💊 Safe and Effective … Or Perhaps Not

As I work, between other tasks, to clear out the news chum, here’s a collection of articles related to health, medicine, and drugs:

  • Co-Pay Accumulators. One of the big problems with our medical system in the US today is how we pay for drugs, and a large part of that are the games insurers make us play. Consider co-pay accumulators. These impact use of those coupons drug manufacturer’s provide to make their drugs affordable. Copay accumulators mean that coupons no longer will be counted toward patients’ deductibles. When you use the coupons, you pay a fixed amount. The drugs manufacturer takes care of the difference between that fixed amount and what the drug company charges (or what insurance would pay). More importantly, the coupons are often applied to the insurance deductible (especially for injectable drugs ), speeding up the point where your out-of-pocket max is met. Co-pay accumulators, on the other hand, allow insurers to double dip: They get their full co-pays and they get to extend the duration of patients’ deductibles. The article is an interesting read for the exploration of the pros and cons.
  • Anticholinergic drugs and Depression. Recent studies are showing that some classes of anticholinergic drugs — particularly those used to treat depression, Parkinson’s and urinary incontinence — carry a higher risk of cognition problems or dementia. The concern is those anticholinergics used for depression (e.g. amitriptyline), urinary incontinence (e.g. oxybutynin) and Parkinson’s disease (e.g. procyclidine) were associated with around a 30% increased risk of developing dementia. Amitryiptyline is of interest to me, as it is a common drug used for migraines as well.
  • Depression Drugs and SuicideMore than a third of American adults use medications that list depression as a risk, and a quarter use drugs that increase the risk of suicide. The 203 drugs researchers identified aren’t obscure; they include some of the most commonly prescribed medications around — like birth control, beta blockers for high blood pressure, and proton pump inhibitors for acid reflux. Many are drugs used for migraines. The researchers from the University of Illinois and Columbia University discovered people using these drugs had an elevated risk of depression compared to the general population. And the more medications with depression as a side effect people took, the more their risk of the disease increased. It is certainly something to be aware of. [And while I’m ending a sentence with a preposition, here’s why that is considered bad.]
  • Yogurt and Chronic Inflammation. A recent study provides new evidence that yogurt may help dampen chronic inflammation. The study explored the hypothesis that yogurt may help reduce inflammation by improving the integrity of the intestinal lining, thus preventing endotoxins — pro-inflammatory molecules produced by gut microbes — from crossing into the blood stream. While anti-inflammatory medications like aspirin, naproxen, hydrocortisone and prednisone can help mitigate the effects of chronic inflammation, each comes with its own risks and side effects.

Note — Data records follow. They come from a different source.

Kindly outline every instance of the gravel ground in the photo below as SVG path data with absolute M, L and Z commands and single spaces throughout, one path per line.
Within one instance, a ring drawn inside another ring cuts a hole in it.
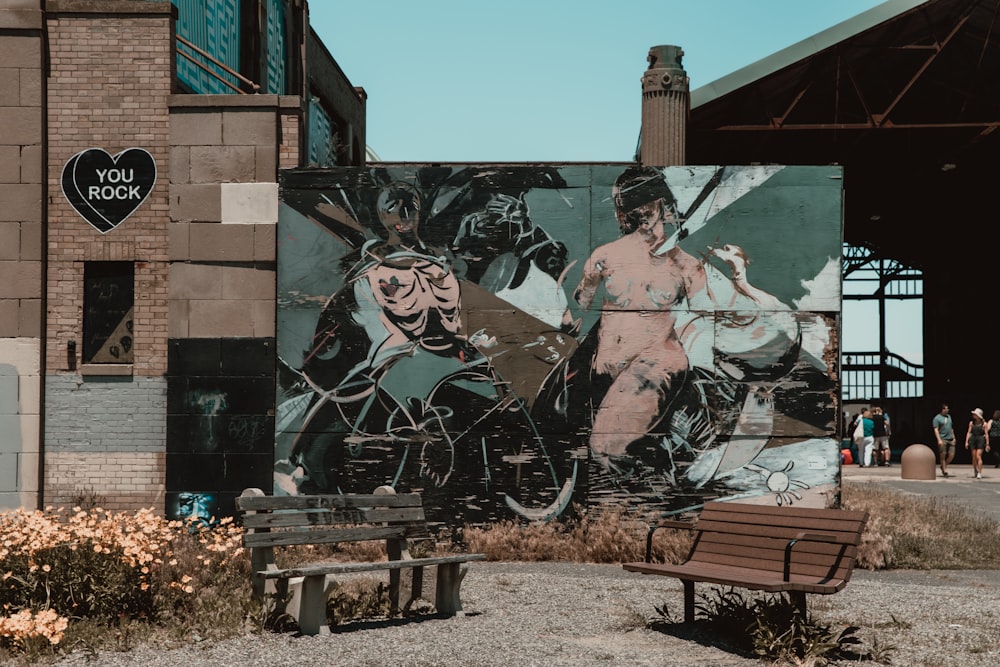
M 696 592 L 708 592 L 707 585 Z M 824 623 L 855 624 L 864 646 L 874 638 L 896 648 L 906 667 L 1000 665 L 1000 571 L 858 570 L 836 595 L 808 596 Z M 371 621 L 332 636 L 251 635 L 127 653 L 78 652 L 58 664 L 101 667 L 432 665 L 519 667 L 569 665 L 761 665 L 712 645 L 683 624 L 646 629 L 667 603 L 683 616 L 679 581 L 625 572 L 617 565 L 471 563 L 462 586 L 466 615 Z M 857 663 L 851 663 L 857 664 Z M 875 664 L 868 662 L 867 664 Z

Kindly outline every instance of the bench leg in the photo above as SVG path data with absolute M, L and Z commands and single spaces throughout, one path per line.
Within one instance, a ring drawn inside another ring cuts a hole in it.
M 684 584 L 684 622 L 694 623 L 694 582 L 682 581 Z
M 414 602 L 424 596 L 424 568 L 414 567 L 410 569 L 413 572 L 413 578 L 410 580 L 410 599 L 403 605 L 404 614 L 410 611 Z
M 306 577 L 302 582 L 299 603 L 299 629 L 304 635 L 329 634 L 326 622 L 326 577 L 322 574 Z
M 459 589 L 468 567 L 462 565 L 462 563 L 442 563 L 437 566 L 437 593 L 434 597 L 434 606 L 438 613 L 447 616 L 464 615 Z
M 806 594 L 804 591 L 789 591 L 788 595 L 792 598 L 792 602 L 795 603 L 795 608 L 799 610 L 802 615 L 802 620 L 806 620 Z

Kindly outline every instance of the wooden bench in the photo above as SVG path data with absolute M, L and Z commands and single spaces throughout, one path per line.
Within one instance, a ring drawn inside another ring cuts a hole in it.
M 804 617 L 806 593 L 829 595 L 847 585 L 867 521 L 867 512 L 713 501 L 694 524 L 667 520 L 653 526 L 646 561 L 623 567 L 680 579 L 688 623 L 694 621 L 695 582 L 788 593 Z M 662 528 L 694 531 L 685 562 L 651 562 L 653 533 Z
M 253 589 L 257 599 L 275 603 L 299 624 L 303 634 L 328 633 L 326 600 L 333 575 L 389 571 L 389 603 L 400 611 L 400 574 L 412 572 L 411 595 L 403 611 L 423 594 L 423 569 L 437 568 L 434 606 L 438 613 L 462 613 L 459 588 L 464 563 L 483 560 L 485 554 L 454 554 L 412 558 L 408 540 L 429 537 L 420 494 L 396 494 L 380 487 L 374 494 L 318 496 L 267 496 L 260 489 L 246 489 L 236 499 L 236 509 L 246 529 L 243 544 L 250 549 Z M 385 540 L 386 560 L 375 562 L 324 562 L 279 568 L 276 547 L 339 544 Z

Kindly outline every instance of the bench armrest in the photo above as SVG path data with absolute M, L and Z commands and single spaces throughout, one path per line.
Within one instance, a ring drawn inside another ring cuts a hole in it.
M 653 562 L 653 533 L 660 528 L 672 528 L 674 530 L 693 530 L 694 524 L 690 521 L 678 521 L 676 519 L 664 519 L 649 529 L 646 533 L 646 562 Z
M 829 533 L 806 533 L 801 532 L 795 535 L 792 539 L 788 540 L 788 544 L 785 545 L 785 567 L 784 567 L 784 580 L 788 581 L 789 575 L 792 569 L 792 547 L 798 542 L 826 542 L 828 544 L 842 544 L 846 546 L 846 543 L 837 537 L 836 535 L 831 535 Z M 843 551 L 841 552 L 843 553 Z

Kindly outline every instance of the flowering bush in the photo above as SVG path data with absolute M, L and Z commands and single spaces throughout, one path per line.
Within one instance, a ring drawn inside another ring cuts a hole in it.
M 151 509 L 0 513 L 0 645 L 57 644 L 68 619 L 183 612 L 243 553 L 242 532 L 167 521 Z
M 51 609 L 32 613 L 30 609 L 13 616 L 0 617 L 0 637 L 8 638 L 14 646 L 23 646 L 33 639 L 44 638 L 50 644 L 62 641 L 69 619 Z

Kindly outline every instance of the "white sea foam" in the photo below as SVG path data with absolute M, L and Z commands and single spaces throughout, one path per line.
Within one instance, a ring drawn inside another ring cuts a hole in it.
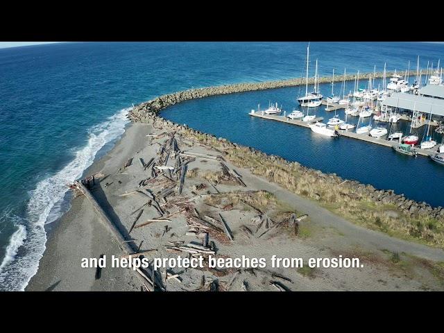
M 51 221 L 60 217 L 54 216 L 53 208 L 63 200 L 67 191 L 67 185 L 82 176 L 103 146 L 125 132 L 125 125 L 129 121 L 126 117 L 129 110 L 123 109 L 92 127 L 89 131 L 87 144 L 76 153 L 73 160 L 57 173 L 38 182 L 31 191 L 26 228 L 23 224 L 18 225 L 19 230 L 12 236 L 6 249 L 6 257 L 0 266 L 1 289 L 23 291 L 37 273 L 39 261 L 46 248 L 44 225 L 50 214 Z M 20 255 L 15 257 L 19 248 Z

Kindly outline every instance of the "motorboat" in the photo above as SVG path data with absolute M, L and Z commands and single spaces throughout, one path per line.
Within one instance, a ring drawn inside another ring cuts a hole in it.
M 405 85 L 408 85 L 407 81 L 404 80 L 400 75 L 395 74 L 390 79 L 390 82 L 387 85 L 387 89 L 399 92 Z
M 388 135 L 388 139 L 391 141 L 399 141 L 402 137 L 402 132 L 395 132 Z
M 338 103 L 340 99 L 339 96 L 333 96 L 332 97 L 327 97 L 327 101 L 329 103 Z
M 398 123 L 398 121 L 401 119 L 401 116 L 400 116 L 398 113 L 392 113 L 390 114 L 388 117 L 388 122 L 390 123 Z
M 382 121 L 385 117 L 385 114 L 382 112 L 377 112 L 377 114 L 373 116 L 373 120 L 376 121 Z
M 357 134 L 368 134 L 371 129 L 372 126 L 370 126 L 370 125 L 364 125 L 364 126 L 361 126 L 359 128 L 357 128 L 356 133 Z
M 310 128 L 313 132 L 327 137 L 337 137 L 338 133 L 336 130 L 327 128 L 327 125 L 319 121 L 316 121 L 314 123 L 310 125 Z
M 416 149 L 413 148 L 409 144 L 400 144 L 398 146 L 392 146 L 393 150 L 398 153 L 400 153 L 404 155 L 409 155 L 410 156 L 416 156 L 418 153 Z
M 356 97 L 357 99 L 361 99 L 364 97 L 364 93 L 365 93 L 365 89 L 362 88 L 359 88 L 353 93 L 353 97 Z
M 366 108 L 364 110 L 359 112 L 359 117 L 361 118 L 367 118 L 370 117 L 373 114 L 373 111 L 370 108 Z
M 328 122 L 327 123 L 327 125 L 329 126 L 329 127 L 334 127 L 338 125 L 341 125 L 341 123 L 344 123 L 345 121 L 343 120 L 341 120 L 339 119 L 339 116 L 334 116 L 333 118 L 330 118 L 330 119 L 328 119 Z
M 303 112 L 298 110 L 293 110 L 287 117 L 291 119 L 300 119 L 300 118 L 303 118 L 305 115 Z
M 348 116 L 358 116 L 359 115 L 359 111 L 357 108 L 352 108 L 350 105 L 345 108 L 345 114 Z
M 419 138 L 416 135 L 409 135 L 404 138 L 404 143 L 406 144 L 416 144 Z
M 310 122 L 310 121 L 313 121 L 315 119 L 316 119 L 316 116 L 315 116 L 314 114 L 312 114 L 311 116 L 309 116 L 308 114 L 305 117 L 304 117 L 304 118 L 302 118 L 302 121 L 305 121 L 305 122 Z
M 306 103 L 305 105 L 305 106 L 308 106 L 309 108 L 317 108 L 318 106 L 321 105 L 321 104 L 322 104 L 322 102 L 320 99 L 312 99 Z
M 369 99 L 370 101 L 375 101 L 377 99 L 377 90 L 366 90 L 362 96 L 364 99 Z
M 301 106 L 315 108 L 321 105 L 321 100 L 323 96 L 318 91 L 318 60 L 316 60 L 316 72 L 314 75 L 314 91 L 308 92 L 308 64 L 309 62 L 309 44 L 307 46 L 307 74 L 305 77 L 305 96 L 298 99 L 298 103 Z
M 444 153 L 431 155 L 430 158 L 436 163 L 444 165 Z
M 275 106 L 269 105 L 268 109 L 264 110 L 264 112 L 267 114 L 277 114 L 278 113 L 280 113 L 281 112 L 282 110 L 278 108 L 278 103 L 276 103 Z
M 381 137 L 387 134 L 387 129 L 385 127 L 377 127 L 370 131 L 370 136 L 373 137 Z
M 432 137 L 429 137 L 420 145 L 421 149 L 430 149 L 438 144 L 435 140 L 432 140 Z
M 356 127 L 356 125 L 353 125 L 352 123 L 344 123 L 339 125 L 340 130 L 352 130 Z
M 401 92 L 404 92 L 404 93 L 409 92 L 411 89 L 411 87 L 410 87 L 409 85 L 403 85 L 400 88 L 400 90 L 401 91 Z

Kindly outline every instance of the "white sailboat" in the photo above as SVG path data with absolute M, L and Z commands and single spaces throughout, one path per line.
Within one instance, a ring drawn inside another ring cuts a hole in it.
M 339 96 L 334 96 L 334 69 L 333 69 L 333 78 L 332 80 L 332 96 L 330 97 L 327 97 L 327 102 L 330 103 L 338 103 L 339 101 Z
M 367 106 L 366 108 L 364 108 L 362 110 L 359 112 L 359 117 L 367 118 L 368 117 L 370 117 L 373 114 L 373 110 L 371 109 L 371 108 Z
M 309 126 L 315 133 L 321 134 L 327 137 L 336 137 L 338 135 L 336 130 L 327 128 L 327 125 L 318 121 L 310 124 Z
M 291 113 L 287 116 L 287 118 L 291 119 L 300 119 L 305 116 L 303 112 L 298 110 L 293 110 Z
M 343 81 L 343 93 L 342 93 L 342 99 L 340 100 L 338 103 L 339 104 L 345 105 L 345 104 L 348 104 L 350 103 L 350 101 L 348 100 L 348 97 L 345 99 L 345 68 L 344 68 L 344 81 Z
M 317 91 L 317 76 L 318 76 L 318 60 L 316 60 L 316 70 L 314 81 L 314 92 L 309 94 L 308 92 L 308 64 L 309 61 L 309 49 L 310 44 L 307 46 L 307 72 L 305 76 L 305 96 L 299 97 L 298 103 L 301 106 L 307 106 L 309 108 L 314 108 L 321 105 L 321 100 L 323 98 L 322 94 Z
M 388 131 L 385 127 L 376 127 L 370 130 L 370 135 L 373 137 L 384 137 Z
M 264 113 L 267 114 L 277 114 L 282 112 L 282 109 L 278 108 L 278 103 L 276 103 L 275 106 L 268 103 L 268 108 L 264 111 Z
M 430 121 L 432 121 L 432 113 L 430 113 L 430 118 L 429 119 L 429 124 L 427 125 L 427 132 L 425 139 L 422 141 L 420 145 L 421 149 L 430 149 L 438 144 L 438 142 L 434 140 L 432 138 L 432 136 L 429 134 L 430 132 Z

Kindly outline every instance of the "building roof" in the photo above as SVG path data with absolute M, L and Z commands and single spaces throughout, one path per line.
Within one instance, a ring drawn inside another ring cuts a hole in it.
M 412 94 L 396 92 L 382 102 L 382 105 L 407 110 L 415 110 L 423 113 L 444 116 L 444 99 L 425 97 Z
M 444 86 L 438 85 L 427 85 L 419 89 L 421 95 L 432 96 L 439 99 L 444 99 Z

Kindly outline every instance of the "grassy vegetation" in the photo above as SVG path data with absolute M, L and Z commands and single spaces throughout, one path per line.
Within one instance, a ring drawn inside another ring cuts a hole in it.
M 345 219 L 390 235 L 444 247 L 444 221 L 428 216 L 411 217 L 393 205 L 374 203 L 366 191 L 359 192 L 349 182 L 331 175 L 302 167 L 297 163 L 253 153 L 247 147 L 232 146 L 215 137 L 191 135 L 198 141 L 221 151 L 225 158 L 238 167 L 264 177 L 289 191 L 316 200 Z M 398 214 L 389 214 L 389 211 Z M 398 215 L 398 216 L 396 216 Z
M 304 265 L 302 267 L 298 268 L 298 273 L 305 278 L 309 278 L 314 279 L 316 278 L 316 268 L 311 268 L 308 266 Z

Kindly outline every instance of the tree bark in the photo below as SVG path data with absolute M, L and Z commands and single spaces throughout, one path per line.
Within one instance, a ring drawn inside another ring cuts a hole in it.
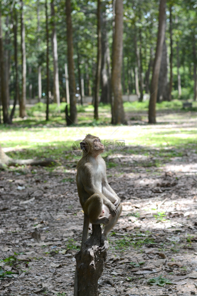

There is a need for additional options — particularly safe, gentle, long-term treatments. Researchers have been exploring dairy products as a potential dietary treatment for more than two decades. Findings have been mixed, setting up a scientific debate about whether dairy products are pro-inflammatory or anti-inflammatory.
  • Baking Soda and Auto-Immune Disease. Here’s another interesting study, this time concerning baking soda (the most effective antacid, in my book). It appears that a daily dose of baking soda may help reduce the destructive inflammation of autoimmune diseases like rheumatoid arthritis. The study is some of the first evidence of how the cheap, over-the-counter antacid can encourage our spleen to promote instead an anti-inflammatory environment that could be therapeutic in the face of inflammatory disease, Medical College of Georgia scientists report in The Journal of Immunology.
  • Dealing with Chronic Pain. We’re all hearing about the opiod epidemic. Yet for those with chronic pain, they are often the only choice. What if they weren’t, and I’m not talking CBD as an alternative. Pain often has a psychological cause or at least a psychological component. There are 100 million Americans who suffer from chronic pain, and an unknown number of them with back pain, neck pain, fibromyalgia symptoms, or other forms of pain that have no diagnosed physical cause. There have been numerous studies showing the benefit of placebos — in other words, belief that something will work — and belief is a large component of why prayer works for some. The problem is  the psychological component is often dismissed or never acknowledged. Cognitive behavioral therapy, meanwhile, shows meaningful benefits on chronic pain — both for psychogenic pain, and for pain with a physical cause — according to systematic reviewsof the research. There’s also promising research around mindfulness-based stress reduction and therapies inspired by it.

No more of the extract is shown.